I have created a tensorflow dataset, made it repeatable, shuffled it, divided it into batches, and have constructed an iterator to get the next batch. But when I do this, sometimes the elements are repetitive (within and among batches), especially for small datasets. Why?
3 Answers
Unlike what stated in your own answer, no, shuffling and then repeating won't fix your problems.
The key source of your problem is that you batch, then shuffle/repeat. That way, the items in your batches will always be taken from contiguous samples in the input dataset. Batching should be one of the last operations you do in your input pipeline.
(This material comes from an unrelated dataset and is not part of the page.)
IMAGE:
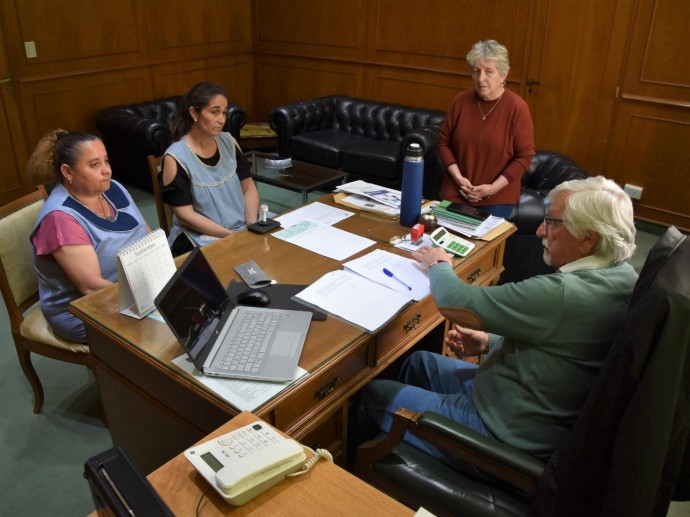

Expanding the question slightly.
Now, there is a difference in the order in which you shuffle, repeat and batch, but it's not what you think. Quoting from the input pipeline performance guide:
If the repeat transformation is applied before the shuffle transformation, then the epoch boundaries are blurred. That is, certain elements can be repeated before other elements appear even once. On the other hand, if the shuffle transformation is applied before the repeat transformation, then performance might slow down at the beginning of each epoch related to initialization of the internal state of the shuffle transformation. In other words, the former (repeat before shuffle) provides better performance, while the latter (shuffle before repeat) provides stronger ordering guarantees.
Recapping
- Repeat, then shuffle: you lose the guarantee that all samples are processed in one epoch.
- Shuffle, then repeat: it is guaranteed that all samples will be processed before the next repeat begins, but you lose (slightly) in performance.
Whichever you choose, do that before batching.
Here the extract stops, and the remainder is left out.